Final Stop
Trees have always been the most penetrating preachers.
—Herman Hesse
When the railroad first came to the edge of the mountain,
men in buckskin breeches called it the “gravity road.”
They pounded on solid rock from dawn to dusk, dangled
off cliff faces in woven reed baskets to drive steel spikes
into stone with a primal, accentual, hand-hammered beat.
When the railroad first arrived at the sedge edge of prairie,
bison were picked off from their herds, sometimes to cure
into hams, skin for coats, or cull for bones to ship east
and market as fertilizer, glue, plates or umbrellas handles;
other times, they were shot just to rot where they dropped.
When the railroad first built a station on the city outskirts,
families gathered on hillsides to watch black smoke plume,
hitched horses and abandoned stagecoaches to whisper
about “Pullman Palace Cars” with velvet seats, brass rails,
gas lights, knuckle couplers, air brakes: five stars for a fee.
When the railroad first threatened the forest’s tree line,
shackled men with skin dark as bark and forced to work
in quarries and mines began to hack at stumps in hummus
with shovels. They left their lives in leaf fall and the roots
regenerated. Unlike us, forests grow slow, in no time zone.
When the railroad first swam into the camera’s viewfinder,
no train had used its timber ties for a span only the rings
of a tree might tell (but won’t). Listen closely to the trunk:
when our hurtling headlong is blocked, we need to change
not just direction but dimension. Decelerate. Look up.
Copyright © 2026 by Ravi Shankar. Originally published in Poem-a-Day on May 23, 2026, by the Academy of American Poets.

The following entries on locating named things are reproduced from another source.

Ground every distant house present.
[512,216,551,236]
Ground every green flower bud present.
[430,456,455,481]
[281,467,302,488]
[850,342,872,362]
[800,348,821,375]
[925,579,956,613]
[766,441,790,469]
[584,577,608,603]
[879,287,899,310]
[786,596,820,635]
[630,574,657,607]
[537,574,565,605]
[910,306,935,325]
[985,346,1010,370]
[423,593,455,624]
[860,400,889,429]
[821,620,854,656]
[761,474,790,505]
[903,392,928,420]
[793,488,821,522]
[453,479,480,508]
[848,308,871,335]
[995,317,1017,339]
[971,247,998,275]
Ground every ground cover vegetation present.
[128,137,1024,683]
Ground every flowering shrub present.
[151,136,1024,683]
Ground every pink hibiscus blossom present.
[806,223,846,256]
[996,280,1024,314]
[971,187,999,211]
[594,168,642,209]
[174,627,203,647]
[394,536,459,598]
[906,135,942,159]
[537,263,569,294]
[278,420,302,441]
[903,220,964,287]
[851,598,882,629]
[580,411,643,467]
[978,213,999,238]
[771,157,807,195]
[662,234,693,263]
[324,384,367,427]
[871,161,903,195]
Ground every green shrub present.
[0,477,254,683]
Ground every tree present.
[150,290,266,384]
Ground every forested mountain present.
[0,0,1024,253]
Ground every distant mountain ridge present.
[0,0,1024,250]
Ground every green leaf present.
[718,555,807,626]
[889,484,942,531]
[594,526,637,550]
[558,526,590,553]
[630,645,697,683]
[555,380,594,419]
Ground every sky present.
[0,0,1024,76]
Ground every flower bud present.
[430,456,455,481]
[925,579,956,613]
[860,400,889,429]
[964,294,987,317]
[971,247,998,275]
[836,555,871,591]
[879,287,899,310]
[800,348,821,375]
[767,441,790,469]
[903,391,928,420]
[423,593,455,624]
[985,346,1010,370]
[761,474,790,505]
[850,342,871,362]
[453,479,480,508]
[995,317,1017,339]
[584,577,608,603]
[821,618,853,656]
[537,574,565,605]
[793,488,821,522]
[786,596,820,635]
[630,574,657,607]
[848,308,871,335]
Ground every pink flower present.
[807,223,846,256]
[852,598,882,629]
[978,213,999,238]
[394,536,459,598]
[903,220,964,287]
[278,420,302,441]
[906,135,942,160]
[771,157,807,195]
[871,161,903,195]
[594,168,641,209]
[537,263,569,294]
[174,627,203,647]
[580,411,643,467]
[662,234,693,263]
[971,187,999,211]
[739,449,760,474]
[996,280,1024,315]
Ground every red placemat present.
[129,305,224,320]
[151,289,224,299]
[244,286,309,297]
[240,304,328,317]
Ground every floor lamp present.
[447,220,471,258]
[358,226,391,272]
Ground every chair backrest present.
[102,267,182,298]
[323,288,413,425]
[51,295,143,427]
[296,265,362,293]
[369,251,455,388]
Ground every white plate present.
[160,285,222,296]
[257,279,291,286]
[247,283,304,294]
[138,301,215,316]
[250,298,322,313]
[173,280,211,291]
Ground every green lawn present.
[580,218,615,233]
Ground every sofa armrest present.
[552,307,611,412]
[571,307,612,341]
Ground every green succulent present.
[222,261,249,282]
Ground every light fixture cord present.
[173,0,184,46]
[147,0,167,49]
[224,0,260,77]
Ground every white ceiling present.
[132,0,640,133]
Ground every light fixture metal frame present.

“I’ve always been attracted to the quiet, patient perseverance of plant life, how roots and tendrils infiltrate cracks in masonry, stucco, even steel railroad ties, overwhelming our best-laid architectural plans. Seeing Don Mays’s photograph of a tree trunk bisecting a railroad tie in Rhode Island, I found the perfect image, both literal and figurative, for tracing the rise and decline of our country’s railway with all its hidden history: immigrant laborers, bison slaughter, the forced labor of shackled men. The tree’s slow triumph became a call for greater attention to the world around us [and] the wisdom of slowing down.”